Only yesterday, at a petrol station, I saw a car with NANS and Presidency boldly written on it. We didn’t do such. We were funding ourselves internally. Students will contribute 50 percent and the universities will contribute also. During the holidays, officials of NANS stayed back in the campuses to do many works, but we had to look for something to eat by ourselves. We didn’t put our hands into union money. Recently, a dean of a university told me a student official requested four hundred thousand naira for a meeting but eventually gave few of his fellow officers two thousand naira each and kept the money. We didn’t do all these. When I started working, the person that I was living with, Abdurahman Black, I didn’t know the state he came from till he died. When I was the Prefect at the secondary school, even as the Secretary to the Christian Evangelism Group, we used to punish Christian students who didn’t go for fellowships. And this also happened to Muslims who did not go for their prayers. We even wake them up to go for their fasting early in the morning.
Today in Nigeria, you are working in an environment where your religion is used against you, your tribe is used against you, and people no longer value morals completely.

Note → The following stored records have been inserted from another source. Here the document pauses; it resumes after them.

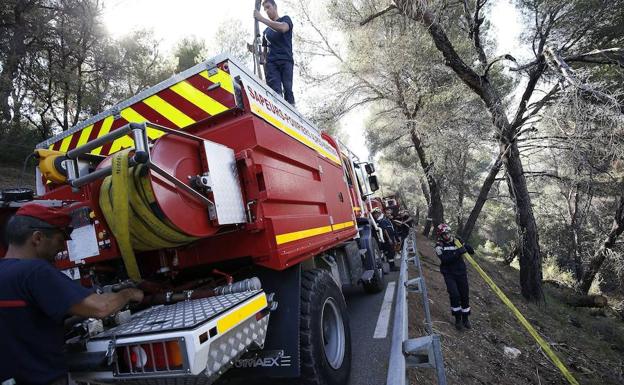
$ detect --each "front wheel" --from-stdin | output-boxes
[300,269,351,385]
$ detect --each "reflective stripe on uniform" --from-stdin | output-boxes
[0,300,27,308]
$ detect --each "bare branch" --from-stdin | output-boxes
[360,5,397,26]
[564,48,624,67]
[483,54,517,77]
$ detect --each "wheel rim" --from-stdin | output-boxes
[321,296,346,370]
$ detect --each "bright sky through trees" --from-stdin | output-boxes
[103,0,522,160]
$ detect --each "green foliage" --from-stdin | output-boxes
[174,36,208,73]
[210,19,253,68]
[542,257,576,287]
[476,240,505,259]
[0,122,40,165]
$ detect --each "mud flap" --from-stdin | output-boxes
[357,222,377,271]
[228,264,301,379]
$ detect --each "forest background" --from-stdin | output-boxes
[0,0,622,303]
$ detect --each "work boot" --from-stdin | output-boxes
[462,313,471,329]
[454,314,463,331]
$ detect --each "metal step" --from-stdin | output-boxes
[72,291,271,384]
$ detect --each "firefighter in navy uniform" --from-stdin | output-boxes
[254,0,295,105]
[372,209,400,271]
[434,223,474,330]
[0,203,143,385]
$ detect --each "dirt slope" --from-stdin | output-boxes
[407,232,624,385]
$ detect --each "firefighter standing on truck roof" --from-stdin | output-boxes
[0,203,144,385]
[254,0,295,106]
[435,223,474,331]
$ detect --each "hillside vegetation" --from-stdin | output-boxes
[408,232,624,385]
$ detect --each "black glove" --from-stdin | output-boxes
[457,246,467,255]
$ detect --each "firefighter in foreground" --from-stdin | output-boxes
[0,203,143,385]
[254,0,295,105]
[434,223,474,330]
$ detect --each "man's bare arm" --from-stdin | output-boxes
[69,288,143,319]
[254,11,290,33]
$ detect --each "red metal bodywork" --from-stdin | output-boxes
[13,59,359,274]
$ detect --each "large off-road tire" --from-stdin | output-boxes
[300,269,351,385]
[363,238,386,294]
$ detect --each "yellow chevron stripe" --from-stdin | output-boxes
[58,135,73,153]
[275,224,333,245]
[332,221,355,231]
[170,81,229,116]
[200,69,234,94]
[108,108,150,154]
[249,102,341,165]
[91,116,114,155]
[120,107,166,143]
[77,125,94,147]
[120,107,146,126]
[143,95,195,128]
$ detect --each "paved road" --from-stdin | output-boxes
[344,271,399,385]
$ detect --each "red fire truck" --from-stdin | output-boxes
[0,54,388,384]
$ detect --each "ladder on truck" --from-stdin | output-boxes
[387,230,448,385]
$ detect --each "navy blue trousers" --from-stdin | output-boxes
[442,271,470,315]
[266,60,295,105]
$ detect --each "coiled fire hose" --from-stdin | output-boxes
[99,149,198,280]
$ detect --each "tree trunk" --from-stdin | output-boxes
[394,0,544,300]
[505,142,544,301]
[456,153,467,235]
[579,194,624,294]
[565,295,608,308]
[0,1,29,126]
[420,177,433,237]
[410,127,444,232]
[459,151,503,239]
[566,182,583,280]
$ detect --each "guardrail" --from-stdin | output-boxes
[386,230,447,385]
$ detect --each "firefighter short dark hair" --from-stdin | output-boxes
[4,215,57,246]
[262,0,276,7]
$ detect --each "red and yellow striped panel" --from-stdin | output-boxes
[49,68,236,156]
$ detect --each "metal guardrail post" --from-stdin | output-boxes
[387,229,447,385]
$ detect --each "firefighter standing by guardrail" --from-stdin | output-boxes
[434,223,474,331]
[373,208,401,271]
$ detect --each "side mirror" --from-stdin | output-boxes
[365,163,375,175]
[368,175,379,192]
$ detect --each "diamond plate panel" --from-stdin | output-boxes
[96,291,260,339]
[202,140,246,225]
[204,314,269,378]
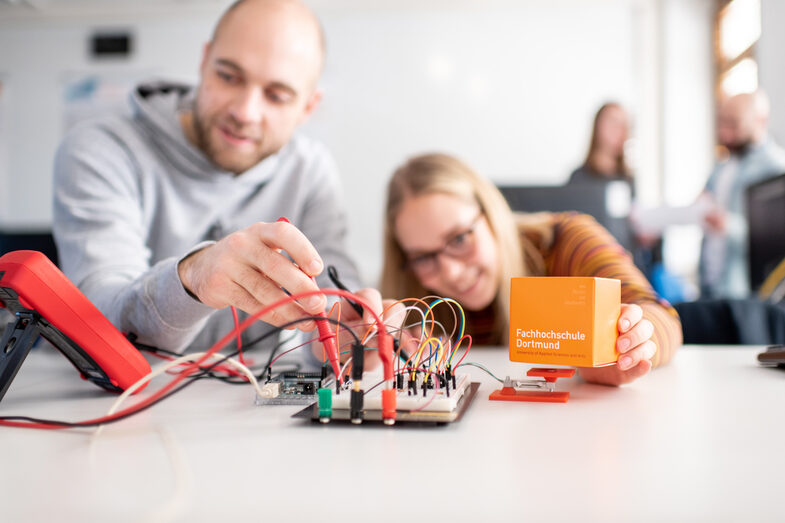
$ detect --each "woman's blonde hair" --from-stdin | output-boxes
[380,153,547,338]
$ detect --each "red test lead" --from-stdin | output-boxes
[276,217,342,385]
[377,332,397,424]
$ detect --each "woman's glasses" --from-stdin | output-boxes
[404,214,483,277]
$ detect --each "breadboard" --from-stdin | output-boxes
[332,373,471,412]
[293,373,480,426]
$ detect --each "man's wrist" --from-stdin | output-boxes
[176,242,215,302]
[177,256,200,301]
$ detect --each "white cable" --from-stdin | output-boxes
[399,305,429,347]
[358,303,426,345]
[142,428,193,523]
[339,356,353,379]
[373,304,425,345]
[93,351,263,437]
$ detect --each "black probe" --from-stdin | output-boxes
[326,265,364,316]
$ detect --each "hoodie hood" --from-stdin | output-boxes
[129,81,282,187]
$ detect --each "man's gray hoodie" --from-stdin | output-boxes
[53,82,360,356]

So, when you asked me a wide question like this, I really don’t know what to say because the individual is now helpless, the individual is stranded…. And translating from studentship to journalism, we were firing from there based on our common belief that Nigeria must be great.
However, some who went into government became ministers, governors etc. Some, you could not even go to see again. They went directly against the ideals of a great Nigeria.

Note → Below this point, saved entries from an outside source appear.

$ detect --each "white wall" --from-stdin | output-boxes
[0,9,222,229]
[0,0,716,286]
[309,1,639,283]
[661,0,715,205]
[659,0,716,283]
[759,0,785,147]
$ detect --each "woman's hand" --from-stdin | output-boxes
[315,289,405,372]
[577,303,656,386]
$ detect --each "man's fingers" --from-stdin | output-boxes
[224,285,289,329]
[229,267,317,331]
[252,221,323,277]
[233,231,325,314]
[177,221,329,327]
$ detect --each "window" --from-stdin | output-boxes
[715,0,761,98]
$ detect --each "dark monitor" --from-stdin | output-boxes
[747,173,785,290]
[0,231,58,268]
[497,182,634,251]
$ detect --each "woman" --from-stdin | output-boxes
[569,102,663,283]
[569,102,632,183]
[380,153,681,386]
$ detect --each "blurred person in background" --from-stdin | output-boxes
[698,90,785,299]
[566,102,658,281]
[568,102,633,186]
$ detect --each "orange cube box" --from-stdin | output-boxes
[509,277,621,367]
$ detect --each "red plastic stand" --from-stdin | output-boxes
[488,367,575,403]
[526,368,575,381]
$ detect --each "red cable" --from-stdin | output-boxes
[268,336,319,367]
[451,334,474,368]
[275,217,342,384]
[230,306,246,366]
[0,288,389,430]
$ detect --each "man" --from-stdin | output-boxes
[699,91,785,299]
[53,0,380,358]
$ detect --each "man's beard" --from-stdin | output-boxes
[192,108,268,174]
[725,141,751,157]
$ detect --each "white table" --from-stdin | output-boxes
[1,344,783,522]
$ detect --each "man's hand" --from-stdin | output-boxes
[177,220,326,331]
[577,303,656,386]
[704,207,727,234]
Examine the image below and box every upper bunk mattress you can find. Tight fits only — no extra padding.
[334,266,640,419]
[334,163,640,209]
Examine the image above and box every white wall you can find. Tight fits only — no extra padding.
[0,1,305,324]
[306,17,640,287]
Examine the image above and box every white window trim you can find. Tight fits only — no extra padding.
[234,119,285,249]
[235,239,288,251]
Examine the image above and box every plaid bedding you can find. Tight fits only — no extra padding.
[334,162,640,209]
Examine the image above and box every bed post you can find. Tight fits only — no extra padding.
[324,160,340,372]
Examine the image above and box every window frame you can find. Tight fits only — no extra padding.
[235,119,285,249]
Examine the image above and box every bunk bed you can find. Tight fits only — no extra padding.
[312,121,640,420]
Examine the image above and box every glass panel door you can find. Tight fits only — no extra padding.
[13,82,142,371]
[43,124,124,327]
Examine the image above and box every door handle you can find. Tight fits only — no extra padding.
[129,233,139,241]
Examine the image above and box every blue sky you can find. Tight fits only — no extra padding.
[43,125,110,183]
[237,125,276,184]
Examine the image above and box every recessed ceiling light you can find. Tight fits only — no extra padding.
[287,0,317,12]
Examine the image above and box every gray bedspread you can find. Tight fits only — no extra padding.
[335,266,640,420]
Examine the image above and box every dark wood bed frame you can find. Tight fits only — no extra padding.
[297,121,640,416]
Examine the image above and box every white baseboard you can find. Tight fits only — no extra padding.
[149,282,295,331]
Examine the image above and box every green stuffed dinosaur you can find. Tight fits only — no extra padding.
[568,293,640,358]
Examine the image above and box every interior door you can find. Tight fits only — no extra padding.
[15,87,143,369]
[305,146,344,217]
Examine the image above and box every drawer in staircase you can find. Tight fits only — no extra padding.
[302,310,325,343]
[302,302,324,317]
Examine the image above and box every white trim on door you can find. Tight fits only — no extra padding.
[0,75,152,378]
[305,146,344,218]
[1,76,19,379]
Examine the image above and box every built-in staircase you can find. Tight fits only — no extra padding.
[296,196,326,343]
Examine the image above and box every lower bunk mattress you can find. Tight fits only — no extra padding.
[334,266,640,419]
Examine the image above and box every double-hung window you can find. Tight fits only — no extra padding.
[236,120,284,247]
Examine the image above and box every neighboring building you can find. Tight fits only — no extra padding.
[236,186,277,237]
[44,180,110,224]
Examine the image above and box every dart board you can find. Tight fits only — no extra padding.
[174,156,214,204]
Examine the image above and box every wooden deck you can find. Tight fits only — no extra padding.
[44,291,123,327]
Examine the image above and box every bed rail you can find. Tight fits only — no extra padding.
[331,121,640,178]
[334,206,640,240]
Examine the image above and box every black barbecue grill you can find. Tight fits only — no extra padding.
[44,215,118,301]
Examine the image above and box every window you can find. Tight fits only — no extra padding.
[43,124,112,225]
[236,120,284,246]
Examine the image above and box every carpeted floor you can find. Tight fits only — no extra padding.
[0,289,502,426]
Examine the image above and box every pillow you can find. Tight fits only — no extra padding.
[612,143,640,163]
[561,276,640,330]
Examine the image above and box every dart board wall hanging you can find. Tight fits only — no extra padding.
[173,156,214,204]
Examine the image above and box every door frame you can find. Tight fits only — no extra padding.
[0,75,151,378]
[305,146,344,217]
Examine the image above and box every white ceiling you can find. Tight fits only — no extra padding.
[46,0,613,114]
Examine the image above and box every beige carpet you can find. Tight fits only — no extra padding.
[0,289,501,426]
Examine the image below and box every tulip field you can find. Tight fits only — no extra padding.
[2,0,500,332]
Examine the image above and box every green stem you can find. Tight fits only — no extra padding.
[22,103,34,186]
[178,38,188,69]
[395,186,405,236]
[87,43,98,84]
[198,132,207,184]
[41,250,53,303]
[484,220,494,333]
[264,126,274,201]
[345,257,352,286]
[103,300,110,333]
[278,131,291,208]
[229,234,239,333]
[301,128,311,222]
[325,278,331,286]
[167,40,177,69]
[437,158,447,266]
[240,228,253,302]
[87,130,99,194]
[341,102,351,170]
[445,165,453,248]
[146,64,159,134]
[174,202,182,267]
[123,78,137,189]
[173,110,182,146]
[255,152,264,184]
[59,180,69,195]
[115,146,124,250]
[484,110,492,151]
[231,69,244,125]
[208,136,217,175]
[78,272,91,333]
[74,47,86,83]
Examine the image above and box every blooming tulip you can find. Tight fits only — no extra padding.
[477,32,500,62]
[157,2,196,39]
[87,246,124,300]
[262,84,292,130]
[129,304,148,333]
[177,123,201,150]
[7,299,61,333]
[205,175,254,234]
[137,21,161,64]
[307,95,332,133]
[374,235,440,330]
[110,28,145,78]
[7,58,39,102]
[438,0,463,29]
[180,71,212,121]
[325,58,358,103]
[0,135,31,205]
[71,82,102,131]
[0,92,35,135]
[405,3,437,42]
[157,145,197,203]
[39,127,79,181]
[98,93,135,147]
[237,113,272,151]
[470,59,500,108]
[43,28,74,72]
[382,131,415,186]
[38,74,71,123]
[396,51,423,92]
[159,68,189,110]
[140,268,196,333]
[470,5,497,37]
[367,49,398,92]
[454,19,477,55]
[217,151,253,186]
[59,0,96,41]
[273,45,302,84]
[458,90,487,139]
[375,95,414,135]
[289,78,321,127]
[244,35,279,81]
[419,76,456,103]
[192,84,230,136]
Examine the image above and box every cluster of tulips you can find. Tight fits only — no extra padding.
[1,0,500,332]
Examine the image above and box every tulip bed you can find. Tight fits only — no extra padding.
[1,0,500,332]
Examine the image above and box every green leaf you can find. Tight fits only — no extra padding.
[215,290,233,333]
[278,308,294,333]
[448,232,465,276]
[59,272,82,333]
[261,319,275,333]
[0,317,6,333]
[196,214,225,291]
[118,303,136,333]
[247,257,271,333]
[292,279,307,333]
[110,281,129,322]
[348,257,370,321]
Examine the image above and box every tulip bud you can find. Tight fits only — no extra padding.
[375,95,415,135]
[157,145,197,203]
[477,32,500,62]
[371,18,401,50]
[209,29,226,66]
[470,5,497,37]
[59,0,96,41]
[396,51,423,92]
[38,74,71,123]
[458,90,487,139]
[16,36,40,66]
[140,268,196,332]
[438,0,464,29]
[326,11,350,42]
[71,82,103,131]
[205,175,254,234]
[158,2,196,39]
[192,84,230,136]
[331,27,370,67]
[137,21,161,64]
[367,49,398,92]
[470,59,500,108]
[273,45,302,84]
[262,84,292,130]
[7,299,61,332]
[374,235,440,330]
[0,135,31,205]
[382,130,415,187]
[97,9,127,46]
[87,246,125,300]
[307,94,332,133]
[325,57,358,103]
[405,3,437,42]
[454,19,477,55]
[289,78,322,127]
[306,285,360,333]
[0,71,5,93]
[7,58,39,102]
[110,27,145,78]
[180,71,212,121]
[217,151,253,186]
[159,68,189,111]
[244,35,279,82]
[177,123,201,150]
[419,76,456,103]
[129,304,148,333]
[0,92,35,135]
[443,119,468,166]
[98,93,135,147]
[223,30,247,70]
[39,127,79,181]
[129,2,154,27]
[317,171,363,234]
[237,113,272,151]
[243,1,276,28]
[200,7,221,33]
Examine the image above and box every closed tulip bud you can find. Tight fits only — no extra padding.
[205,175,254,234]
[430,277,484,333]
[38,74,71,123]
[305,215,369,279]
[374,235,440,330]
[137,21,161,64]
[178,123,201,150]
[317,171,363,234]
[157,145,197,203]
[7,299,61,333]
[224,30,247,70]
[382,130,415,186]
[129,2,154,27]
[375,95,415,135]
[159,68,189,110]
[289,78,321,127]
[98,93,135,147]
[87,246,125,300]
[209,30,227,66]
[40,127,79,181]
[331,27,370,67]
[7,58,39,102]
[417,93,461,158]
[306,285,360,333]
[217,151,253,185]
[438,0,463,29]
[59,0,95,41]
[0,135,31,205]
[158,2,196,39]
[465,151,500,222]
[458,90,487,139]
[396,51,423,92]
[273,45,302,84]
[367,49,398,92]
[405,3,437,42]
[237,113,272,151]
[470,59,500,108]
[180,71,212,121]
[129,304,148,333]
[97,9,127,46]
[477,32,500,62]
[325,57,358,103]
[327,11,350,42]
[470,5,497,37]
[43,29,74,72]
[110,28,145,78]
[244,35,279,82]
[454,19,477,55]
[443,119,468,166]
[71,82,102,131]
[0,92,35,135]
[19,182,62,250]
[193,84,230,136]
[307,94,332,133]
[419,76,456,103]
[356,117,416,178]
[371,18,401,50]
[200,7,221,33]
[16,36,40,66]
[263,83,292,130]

Translating into the executive, it was even worse. I went into NDDC because we strategized from the Middle Belt for Jonathan that it was possible for the minority to win election.
At the NDDC, they would bring budgets. The NDDC is structured this way: the nine oil producing states and representatives from other three zones, North East, North West and North Central.
At the Board, the management divided the budget in such a way that the member from Ondo State , for instance, only had access to his state budget, the one from Bayelsa also had access to his own state. Those of us from non-oil producing states have no budget documents at all. Yes, and when we talked they told us that everything was being determined by the National Assembly. Let me digress a little. You don’t import a foreign system and impose it on your system. That was one of the reasons President Buhari refused to constitute Boards, because the powers given to the Boards have been given to the Bureau for Public Procurement (BPE). So, boards don’t have any serious function, that’s the reality.
So, they told us everything was being done by the National Assembly, everything. When I got to the National Assembly, they say they have finished the budget and that everything was being done by the Board. But I asked: When I was on the Board, they told us everything was being done by the National Assembly?
I am just narrating how we have bastardized our systems, our institutions. I was a member of the NASS Committee on the NDDC in the 8th National Assembly. If you asked me to give you the budget of the NDDC as a legislator, I don’t have. This is not an individual problem, it is an institutional thing, and it has continued. We have bastardized the system from the top and nothing is functioning.
As a Board member, we heard policy or budget statements on Television like any other member of the public.
Let me go back to the reality of your question. When you are coming from the media or journalism, into politics, you are coming into a completely different arena that you don’t know. That is the reality. And in Nigeria, we also don’t have a completely independent Press, particularly because of the economic problems they are going through. So, it will take time for the Press to be a good check on the government. You know it is the Press and the civil societies that mobilise the public all over the world.